DJI markets the OM 4 as being designed to allow operation with one hand. Technically that’s true, but you’re likely to find it easier to do with one hand than the other. In my case, I found it easier to move my thumb to the appropriate controls when using my left hand (I’m left-handed, but I don’t think that was why I found it easier). The stronger motor in the OM 4 meant it had an easier time balancing and moving the Huawei Mate 20 Pro I tested with it (I used it in particular because it is the same phone I used with the Mobile 3). That also meant that panoramas seemed faster, although I don’t have previous times to compare the actual numbers.

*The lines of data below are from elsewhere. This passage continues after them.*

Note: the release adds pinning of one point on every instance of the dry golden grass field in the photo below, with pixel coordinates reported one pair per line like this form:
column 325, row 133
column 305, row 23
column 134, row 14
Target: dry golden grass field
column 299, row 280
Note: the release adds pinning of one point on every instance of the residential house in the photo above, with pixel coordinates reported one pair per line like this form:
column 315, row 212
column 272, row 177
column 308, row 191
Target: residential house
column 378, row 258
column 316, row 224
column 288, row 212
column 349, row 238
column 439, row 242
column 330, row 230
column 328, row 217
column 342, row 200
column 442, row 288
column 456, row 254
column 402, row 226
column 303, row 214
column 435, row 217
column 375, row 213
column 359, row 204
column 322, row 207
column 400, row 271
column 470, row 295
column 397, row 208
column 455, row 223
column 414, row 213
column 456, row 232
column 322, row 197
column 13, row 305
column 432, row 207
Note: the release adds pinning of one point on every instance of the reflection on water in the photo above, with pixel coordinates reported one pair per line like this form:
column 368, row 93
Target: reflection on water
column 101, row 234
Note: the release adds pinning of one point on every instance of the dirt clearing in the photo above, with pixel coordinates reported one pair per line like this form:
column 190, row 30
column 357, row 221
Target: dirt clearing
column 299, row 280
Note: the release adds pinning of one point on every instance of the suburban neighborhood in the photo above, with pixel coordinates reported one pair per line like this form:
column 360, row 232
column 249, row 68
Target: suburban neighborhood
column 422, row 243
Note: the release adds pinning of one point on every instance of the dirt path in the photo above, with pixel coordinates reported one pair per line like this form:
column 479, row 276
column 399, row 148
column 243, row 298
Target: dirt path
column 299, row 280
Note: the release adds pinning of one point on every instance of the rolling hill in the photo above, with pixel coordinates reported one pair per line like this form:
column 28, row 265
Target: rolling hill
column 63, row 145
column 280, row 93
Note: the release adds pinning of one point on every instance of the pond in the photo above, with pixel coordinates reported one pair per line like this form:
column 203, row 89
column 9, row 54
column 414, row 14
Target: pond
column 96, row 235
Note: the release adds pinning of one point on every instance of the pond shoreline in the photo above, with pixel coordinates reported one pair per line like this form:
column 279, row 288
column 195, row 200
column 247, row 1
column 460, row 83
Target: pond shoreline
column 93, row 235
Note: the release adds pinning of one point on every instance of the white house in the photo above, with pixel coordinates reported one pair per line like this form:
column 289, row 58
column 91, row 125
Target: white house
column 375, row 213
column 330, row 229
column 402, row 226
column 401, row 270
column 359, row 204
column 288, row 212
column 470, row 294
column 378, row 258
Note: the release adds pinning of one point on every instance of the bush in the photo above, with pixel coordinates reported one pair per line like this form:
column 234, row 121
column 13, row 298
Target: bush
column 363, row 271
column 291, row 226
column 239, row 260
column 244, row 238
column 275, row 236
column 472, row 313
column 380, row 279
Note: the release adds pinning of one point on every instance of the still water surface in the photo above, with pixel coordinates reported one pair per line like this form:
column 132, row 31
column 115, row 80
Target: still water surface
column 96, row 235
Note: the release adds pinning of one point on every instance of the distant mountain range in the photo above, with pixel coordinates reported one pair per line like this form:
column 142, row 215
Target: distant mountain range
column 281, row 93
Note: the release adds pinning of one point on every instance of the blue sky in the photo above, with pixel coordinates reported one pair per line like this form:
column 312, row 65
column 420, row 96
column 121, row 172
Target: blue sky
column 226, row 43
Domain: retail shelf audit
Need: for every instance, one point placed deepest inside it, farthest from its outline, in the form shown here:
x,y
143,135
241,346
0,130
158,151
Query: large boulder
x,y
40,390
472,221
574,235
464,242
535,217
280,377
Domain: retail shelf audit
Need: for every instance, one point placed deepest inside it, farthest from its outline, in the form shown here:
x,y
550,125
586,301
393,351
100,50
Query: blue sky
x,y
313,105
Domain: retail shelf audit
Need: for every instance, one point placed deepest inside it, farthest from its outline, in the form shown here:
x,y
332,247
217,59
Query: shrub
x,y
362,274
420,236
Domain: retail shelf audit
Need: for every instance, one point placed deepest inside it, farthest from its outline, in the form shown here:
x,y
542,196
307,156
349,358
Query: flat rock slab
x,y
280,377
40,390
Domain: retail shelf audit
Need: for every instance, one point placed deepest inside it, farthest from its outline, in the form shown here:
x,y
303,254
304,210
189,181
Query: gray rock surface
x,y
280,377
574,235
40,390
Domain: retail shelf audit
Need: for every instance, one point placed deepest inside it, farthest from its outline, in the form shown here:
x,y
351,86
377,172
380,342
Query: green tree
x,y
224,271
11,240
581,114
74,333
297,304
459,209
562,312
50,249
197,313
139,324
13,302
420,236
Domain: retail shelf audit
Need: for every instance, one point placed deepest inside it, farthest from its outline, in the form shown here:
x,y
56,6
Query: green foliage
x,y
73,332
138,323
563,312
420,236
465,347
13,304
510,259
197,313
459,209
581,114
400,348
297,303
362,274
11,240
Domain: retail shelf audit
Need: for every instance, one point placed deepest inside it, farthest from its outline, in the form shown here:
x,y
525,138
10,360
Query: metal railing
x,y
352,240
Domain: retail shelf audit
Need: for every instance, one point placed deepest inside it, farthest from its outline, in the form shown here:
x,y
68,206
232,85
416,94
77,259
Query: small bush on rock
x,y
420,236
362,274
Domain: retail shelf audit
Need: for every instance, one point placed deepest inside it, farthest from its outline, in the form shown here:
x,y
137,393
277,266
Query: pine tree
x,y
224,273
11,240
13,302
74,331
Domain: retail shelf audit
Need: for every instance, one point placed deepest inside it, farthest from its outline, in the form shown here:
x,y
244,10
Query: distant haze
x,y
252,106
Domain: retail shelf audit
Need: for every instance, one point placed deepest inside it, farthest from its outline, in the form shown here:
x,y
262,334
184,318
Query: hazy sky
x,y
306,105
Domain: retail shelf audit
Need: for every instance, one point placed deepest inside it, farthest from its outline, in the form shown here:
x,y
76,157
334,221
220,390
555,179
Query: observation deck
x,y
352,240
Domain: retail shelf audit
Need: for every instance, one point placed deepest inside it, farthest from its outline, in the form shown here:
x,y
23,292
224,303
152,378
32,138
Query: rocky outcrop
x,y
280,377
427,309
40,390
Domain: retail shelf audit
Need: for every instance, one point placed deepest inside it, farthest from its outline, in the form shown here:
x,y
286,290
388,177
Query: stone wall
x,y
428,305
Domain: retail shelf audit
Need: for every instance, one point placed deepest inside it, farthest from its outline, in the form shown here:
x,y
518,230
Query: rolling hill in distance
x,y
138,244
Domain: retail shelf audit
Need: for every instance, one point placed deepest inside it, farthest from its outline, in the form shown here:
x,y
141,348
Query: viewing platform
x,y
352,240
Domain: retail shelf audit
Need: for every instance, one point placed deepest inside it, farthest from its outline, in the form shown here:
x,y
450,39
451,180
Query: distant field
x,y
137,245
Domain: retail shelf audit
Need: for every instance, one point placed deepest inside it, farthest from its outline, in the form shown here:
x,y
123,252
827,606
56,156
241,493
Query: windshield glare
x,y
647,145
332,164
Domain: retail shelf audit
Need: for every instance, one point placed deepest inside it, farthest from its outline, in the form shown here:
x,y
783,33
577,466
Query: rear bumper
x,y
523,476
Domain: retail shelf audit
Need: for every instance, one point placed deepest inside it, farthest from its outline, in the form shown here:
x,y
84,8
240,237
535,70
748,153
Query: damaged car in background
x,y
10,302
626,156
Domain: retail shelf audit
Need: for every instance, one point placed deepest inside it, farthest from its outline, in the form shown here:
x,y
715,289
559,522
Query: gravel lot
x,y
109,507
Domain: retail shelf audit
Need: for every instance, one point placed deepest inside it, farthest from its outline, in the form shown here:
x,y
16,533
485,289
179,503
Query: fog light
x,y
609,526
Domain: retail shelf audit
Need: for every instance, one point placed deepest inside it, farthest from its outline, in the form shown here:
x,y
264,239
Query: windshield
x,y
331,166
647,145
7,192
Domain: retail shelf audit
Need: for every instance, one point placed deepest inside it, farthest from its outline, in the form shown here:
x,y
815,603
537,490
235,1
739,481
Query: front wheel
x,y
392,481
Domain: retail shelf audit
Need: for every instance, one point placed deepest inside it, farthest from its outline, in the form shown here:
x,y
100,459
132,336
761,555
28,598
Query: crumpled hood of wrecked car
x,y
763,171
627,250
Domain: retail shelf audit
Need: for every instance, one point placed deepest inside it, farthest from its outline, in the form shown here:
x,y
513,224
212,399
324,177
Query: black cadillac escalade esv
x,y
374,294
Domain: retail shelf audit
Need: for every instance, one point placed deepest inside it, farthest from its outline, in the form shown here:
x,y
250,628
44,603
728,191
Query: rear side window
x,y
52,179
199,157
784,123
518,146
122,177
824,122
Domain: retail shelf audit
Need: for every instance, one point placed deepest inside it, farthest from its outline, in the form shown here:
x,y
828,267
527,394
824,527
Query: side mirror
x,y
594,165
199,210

In addition to all the clever pre-programmed modes found in the Mobile 3, such as ActiveTrack, the Mimo app for the OM 4 adds a “Dolly Zoom” and “Clone Me Panorama.” Hyperlapse and Timelapse, which employ both the 3-axis gimbal and Electronic Image Stabilization, have been upgraded. A Sport Mode allows faster gimbal response for tracking faster-moving subjects. It also brings forward Story mode, which allows you to quickly generate videos based on one of DJI’s templates. Personally, I really enjoy the Timelapse and Hyperlapse capabilities. However, if you’re going to do anything exciting with them you may want to have a second phone for that purpose, especially if the project involves leaving a phone somewhere that it can be tampered with or stolen.
Of course, the central feature of a gimbal is how well it stabilizes. I ran a test panning across the same scene using four different setups. For the first test video I panned manually, by twisting the gimbal with my hand:
Then I switched to using the automated panning via the thumbstick. I set the thumbstick to only allow horizontal and vertical direction changes, to help keep it level. For my first test, I pushed the thumbstick all the way to the right to get a sense of how quickly you can pan (you can actually go even faster by changing the settings to accelerate it further):
Then I repeated the pan but with just a light push on the thumbstick. It’s not trivial to keep a constant level of light pressure, so the motion isn’t quite as smooth:
To get a slow pan with more consistent motion, I changed the settings to reduce the panning sensitivity. That allowed me to get a slow pan even with the thumbstick held all the way to the right:
Frankly, if you need a smartphone gimbal, DJI continues to innovate and produce a full-featured product at a rational price. For $149 you get the gimbal, a phone clamp, a stick-on disk for permanent attachment to a phone, a cute little mini-tripod, a charging cable, and a carrying pouch. You can get a replacement clamp for $25 and an additional disk for $19.
Within days of its launch, I received announcements from competitors priced as low as half of DJI’s cost, but from past experience, they’re never quite as full-featured or well supported. In my case, I have two major uses for my smartphone gimbals. The first is when filming from a boat or other motorized vehicle, where a gimbal is really essential for smooth video. The second is the Timelapse and Hyperlapse features. Combining them with a gimbal provides a much easier and more effective way to create those special effects than attempting to do them with an app and a tripod.
For many users, the editing features of Mimo and the Story mode will also be a benefit. Personally, I typically just use Mimo to control the gimbal and capture video. I then use Adobe’s Premiere Rush to assemble it. I’m looking forward to some interesting projects using the OM 4. It is handy enough to take anywhere and has a wide variety of uses, including even simple ones such as helping stabilize long-exposure and low-light images.